On Friday, the program celebrated its anniversary with a dinner at the First Baptist Church in Oneonta. Several dozen people who’ve been involved with the program over the years were in attendance.

Before the service began, pastoral care was provided by patients’ religious leaders when they could visit the hospital, said the Rev. Judith Thistle, the program’s director. She also is the clergywoman at the Second Baptist Church in Worcester.

Clergy and laity volunteered, and with the help of Fox hospital board and administration, the service has grown.

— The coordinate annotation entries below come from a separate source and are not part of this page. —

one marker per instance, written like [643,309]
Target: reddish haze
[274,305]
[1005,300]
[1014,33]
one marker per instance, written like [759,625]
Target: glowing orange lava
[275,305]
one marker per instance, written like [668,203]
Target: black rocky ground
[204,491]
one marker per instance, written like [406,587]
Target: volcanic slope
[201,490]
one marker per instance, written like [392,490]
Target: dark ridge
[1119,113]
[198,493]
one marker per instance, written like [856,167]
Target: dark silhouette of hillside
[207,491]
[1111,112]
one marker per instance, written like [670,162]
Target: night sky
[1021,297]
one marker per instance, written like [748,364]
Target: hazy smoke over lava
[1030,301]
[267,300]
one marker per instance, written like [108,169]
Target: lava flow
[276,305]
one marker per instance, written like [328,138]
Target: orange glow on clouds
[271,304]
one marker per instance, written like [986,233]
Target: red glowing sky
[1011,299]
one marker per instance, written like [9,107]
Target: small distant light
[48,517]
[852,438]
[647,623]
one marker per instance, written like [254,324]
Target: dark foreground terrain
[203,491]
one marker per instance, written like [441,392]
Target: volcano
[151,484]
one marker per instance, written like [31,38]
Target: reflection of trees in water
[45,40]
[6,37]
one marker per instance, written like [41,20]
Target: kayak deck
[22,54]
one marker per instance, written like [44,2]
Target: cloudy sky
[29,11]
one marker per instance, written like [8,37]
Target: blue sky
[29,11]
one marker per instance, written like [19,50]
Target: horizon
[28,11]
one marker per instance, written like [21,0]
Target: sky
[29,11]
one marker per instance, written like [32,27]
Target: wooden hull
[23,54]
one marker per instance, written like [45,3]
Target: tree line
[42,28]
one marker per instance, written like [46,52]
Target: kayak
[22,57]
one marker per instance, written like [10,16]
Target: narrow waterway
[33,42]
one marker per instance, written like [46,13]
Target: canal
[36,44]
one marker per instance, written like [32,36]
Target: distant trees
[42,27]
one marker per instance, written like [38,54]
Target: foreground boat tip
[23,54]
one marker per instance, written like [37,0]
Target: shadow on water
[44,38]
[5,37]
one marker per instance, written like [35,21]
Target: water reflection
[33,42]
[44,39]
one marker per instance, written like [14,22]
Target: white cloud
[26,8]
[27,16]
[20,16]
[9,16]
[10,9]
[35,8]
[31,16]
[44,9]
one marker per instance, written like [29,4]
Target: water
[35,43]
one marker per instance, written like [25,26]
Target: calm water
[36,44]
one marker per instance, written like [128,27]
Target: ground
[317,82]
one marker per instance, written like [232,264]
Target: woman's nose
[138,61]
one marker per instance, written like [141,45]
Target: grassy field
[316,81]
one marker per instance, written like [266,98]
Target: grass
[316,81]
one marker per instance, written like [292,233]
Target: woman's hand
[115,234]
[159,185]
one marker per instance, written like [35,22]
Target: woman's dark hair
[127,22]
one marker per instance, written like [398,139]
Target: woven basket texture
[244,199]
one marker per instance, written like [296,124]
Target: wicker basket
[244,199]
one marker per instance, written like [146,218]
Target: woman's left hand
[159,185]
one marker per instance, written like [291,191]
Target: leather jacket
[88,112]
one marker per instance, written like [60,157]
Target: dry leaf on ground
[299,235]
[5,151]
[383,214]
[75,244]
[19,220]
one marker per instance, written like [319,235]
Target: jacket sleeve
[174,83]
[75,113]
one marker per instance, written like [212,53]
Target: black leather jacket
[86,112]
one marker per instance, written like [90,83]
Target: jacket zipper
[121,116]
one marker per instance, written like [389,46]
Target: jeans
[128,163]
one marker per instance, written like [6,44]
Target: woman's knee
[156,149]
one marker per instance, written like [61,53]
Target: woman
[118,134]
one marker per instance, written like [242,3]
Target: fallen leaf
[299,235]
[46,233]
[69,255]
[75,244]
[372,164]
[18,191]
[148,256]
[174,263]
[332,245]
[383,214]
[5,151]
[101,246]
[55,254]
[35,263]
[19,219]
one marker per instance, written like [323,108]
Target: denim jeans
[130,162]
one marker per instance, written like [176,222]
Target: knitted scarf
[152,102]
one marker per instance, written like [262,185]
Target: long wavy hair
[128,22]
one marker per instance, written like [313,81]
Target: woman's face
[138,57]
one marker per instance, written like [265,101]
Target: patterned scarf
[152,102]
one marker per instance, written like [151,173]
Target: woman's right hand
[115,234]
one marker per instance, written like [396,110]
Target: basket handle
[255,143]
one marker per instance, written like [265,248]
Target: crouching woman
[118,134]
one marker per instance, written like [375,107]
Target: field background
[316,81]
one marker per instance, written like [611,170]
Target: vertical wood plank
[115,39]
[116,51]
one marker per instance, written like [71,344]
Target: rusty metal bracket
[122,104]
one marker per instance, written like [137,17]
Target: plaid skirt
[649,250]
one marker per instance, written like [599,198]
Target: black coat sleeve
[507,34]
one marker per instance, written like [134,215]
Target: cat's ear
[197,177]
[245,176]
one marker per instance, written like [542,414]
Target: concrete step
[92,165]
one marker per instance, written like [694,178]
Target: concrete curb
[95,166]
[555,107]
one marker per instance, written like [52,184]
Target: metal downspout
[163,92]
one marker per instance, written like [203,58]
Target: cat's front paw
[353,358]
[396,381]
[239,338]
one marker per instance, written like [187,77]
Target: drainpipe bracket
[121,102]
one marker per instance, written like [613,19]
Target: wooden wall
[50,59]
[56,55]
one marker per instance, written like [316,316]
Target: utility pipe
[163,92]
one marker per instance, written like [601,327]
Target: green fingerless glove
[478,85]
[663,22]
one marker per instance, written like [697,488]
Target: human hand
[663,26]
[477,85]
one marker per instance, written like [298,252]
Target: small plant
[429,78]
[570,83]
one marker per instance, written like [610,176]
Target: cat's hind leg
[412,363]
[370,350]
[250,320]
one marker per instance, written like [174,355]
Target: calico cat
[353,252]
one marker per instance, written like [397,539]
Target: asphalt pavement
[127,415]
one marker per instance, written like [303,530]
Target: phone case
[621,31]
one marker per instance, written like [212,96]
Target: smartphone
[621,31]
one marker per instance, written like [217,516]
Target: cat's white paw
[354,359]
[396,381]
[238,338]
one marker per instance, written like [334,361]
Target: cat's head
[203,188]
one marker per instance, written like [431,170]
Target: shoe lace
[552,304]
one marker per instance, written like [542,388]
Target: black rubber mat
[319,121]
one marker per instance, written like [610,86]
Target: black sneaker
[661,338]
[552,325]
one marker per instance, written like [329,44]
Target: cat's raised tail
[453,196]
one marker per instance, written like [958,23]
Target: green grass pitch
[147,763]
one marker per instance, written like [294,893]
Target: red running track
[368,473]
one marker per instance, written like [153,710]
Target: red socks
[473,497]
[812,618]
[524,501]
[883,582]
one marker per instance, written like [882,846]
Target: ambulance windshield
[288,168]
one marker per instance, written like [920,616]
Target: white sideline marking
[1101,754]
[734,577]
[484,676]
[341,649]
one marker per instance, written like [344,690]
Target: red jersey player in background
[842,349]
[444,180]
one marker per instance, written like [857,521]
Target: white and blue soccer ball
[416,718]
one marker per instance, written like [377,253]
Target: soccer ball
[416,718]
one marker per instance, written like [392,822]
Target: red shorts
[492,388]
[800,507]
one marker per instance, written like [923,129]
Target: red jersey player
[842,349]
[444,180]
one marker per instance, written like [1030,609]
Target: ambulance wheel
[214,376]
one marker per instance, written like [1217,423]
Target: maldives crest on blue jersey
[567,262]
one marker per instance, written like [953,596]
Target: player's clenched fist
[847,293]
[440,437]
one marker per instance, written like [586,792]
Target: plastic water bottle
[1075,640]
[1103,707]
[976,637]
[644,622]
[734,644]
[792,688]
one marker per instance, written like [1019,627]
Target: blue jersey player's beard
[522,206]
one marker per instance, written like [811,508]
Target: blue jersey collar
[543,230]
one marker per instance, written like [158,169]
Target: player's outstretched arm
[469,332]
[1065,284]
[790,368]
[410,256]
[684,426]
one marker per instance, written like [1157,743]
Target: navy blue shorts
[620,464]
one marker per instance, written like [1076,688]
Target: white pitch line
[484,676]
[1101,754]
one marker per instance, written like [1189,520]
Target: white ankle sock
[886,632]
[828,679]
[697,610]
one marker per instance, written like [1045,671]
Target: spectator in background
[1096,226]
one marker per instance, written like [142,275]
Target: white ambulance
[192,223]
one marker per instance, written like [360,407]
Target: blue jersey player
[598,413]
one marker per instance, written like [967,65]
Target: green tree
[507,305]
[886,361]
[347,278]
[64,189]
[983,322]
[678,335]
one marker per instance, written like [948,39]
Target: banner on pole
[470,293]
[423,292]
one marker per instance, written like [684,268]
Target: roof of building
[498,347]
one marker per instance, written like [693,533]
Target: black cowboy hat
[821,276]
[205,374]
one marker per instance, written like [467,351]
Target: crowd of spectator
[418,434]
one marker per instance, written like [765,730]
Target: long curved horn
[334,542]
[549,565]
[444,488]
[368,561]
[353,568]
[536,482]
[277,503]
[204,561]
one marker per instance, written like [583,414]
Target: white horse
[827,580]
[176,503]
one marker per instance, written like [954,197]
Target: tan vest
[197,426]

Having religious leaders who can offer support on a regular basis helps with patient care, she said. It’s provided to people of all religious affiliations with an initial visit, and follow-ups are provided only if patients request them.

Two years ago, one such patient was Oneonta resident Aaron Self, who prepared the meal for Friday’s celebration. He was a patient at the hospital when a clergy member was asked to refer him to a Baptist clergy. He soon met Rev. Randolph Palada from the First Baptist Church, and after his release started attending.

Self said he recently became a church member, and wanted to prepare the meal because “they helped me out.”

Palada said he became part of the program in 1990, and is the longest-serving current chaplain.

“It’s so exciting to the have the opportunity to host this milestone. It means a lot to our church,” he said. The program is important because it helps people deal with issues they might have to confront, he said.

“We let them know there is help, and they’re not alone,” he said. “Sometimes just our presence can make a difference.”

The chaplain at the dinner with the longest history with the program is Richard Breuninger. He started with the program in the 1970s, and served until 1986 before switching because of a career change.

“It’s reassuring that it has continued,” he said, adding that it’s an important thing for the hospital to offer, providing support to the patient, family and staff.